April 16, 2011 at 11:36 am
Hi guys I have a quick question about using hierarchyid for storing url's in the database. Seems like the most optimal solution. So for example if url is /Content/News/October.... to find this in a hierarchy table and get the id.
Here is what I have so far:
CREATE TABLE [dbo].[Table_1](
[id] [hierarchyid] NOT NULL,
[urlName] [varchar](50) NOT NULL,
CONSTRAINT [PK_Table_1] PRIMARY KEY CLUSTERED
(
[id] ASC
)WITH (PAD_INDEX = OFF, STATISTICS_NORECOMPUTE = OFF, IGNORE_DUP_KEY = OFF, ALLOW_ROW_LOCKS = ON, ALLOW_PAGE_LOCKS = ON) ON [PRIMARY]
) ON [PRIMARY]
Now just inserting random stuff into it
INSERT INTO [Table_1] ([Id], [UrlName]) VALUES
(hierarchyid::GetRoot(), '/', 0),
('/1/', 'Content'),
('/1/1/', 'Articles'),
('/1/2/', 'News'),
('/1/2/3', 'October')
there is also a plain index on urlName column.
Here is what I'm trying to do. I get a url passed in and from there traverse the tree to get to find the node.
declare @url varchar(1000) = '/Content/News/October'
DECLARE @parentId hierarchyid
select @parentId = id from Table_1 where urlName = 'Content';
select * from Table_1
where id.IsDescendantOf(@parentId) = 1
However I get stuck right out here...not sure how to continue going through. Am I just better off writing parent/child int id columns and self join?
Thanks for any advice.
April 16, 2011 at 2:17 pm
Inherently, URL's are already a form of hierarchy "ID". Are you sure it's worth using HierarchyID for this?
--Jeff Moden
Change is inevitable... Change for the better is not.
April 16, 2011 at 9:14 pm
The reason I think it makes sense is because hierarchyid is stored in leafnodes so that when I have to get the id (which is what I'm after) by parsing the url it might be less work on the server by jumping through leaf nodes vs mugging entire table.

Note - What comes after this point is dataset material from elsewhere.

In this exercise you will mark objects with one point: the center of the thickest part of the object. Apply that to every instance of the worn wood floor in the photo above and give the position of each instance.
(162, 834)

I've never implemented this type of ordeal, so open to suggestions. Just seems like hierarchyid is meant for stuff like this. But it might not be the best, I don't really know.
April 16, 2011 at 10:20 pm
If you take a look at the hierarchy ID column you posted, it's just numbers that represent the "layers" of the URL. Your problem is now how to put those layers back together to find a single leaf node and it's difficult because you have to first find each HierarchyID for each layer of the URL before you can look up the URL. It'll be a lot faster if you just store the URL layers. If you need to find all member of a given layer, then a simple Adjacency List (you called it a Parent Child list) converted to a HierarchyID would be better provided they lived side-by-side in the same table.
Of course, the Nirvana of such Hierarchical things would be to convert to a Nested Set.
If you could post your table definition and the data you're trying to turn into a hierarchy (see the first link in my signature line below for how to do that correctly for a forum), I might be able to better show you what I mean.
--Jeff Moden
Change is inevitable... Change for the better is not.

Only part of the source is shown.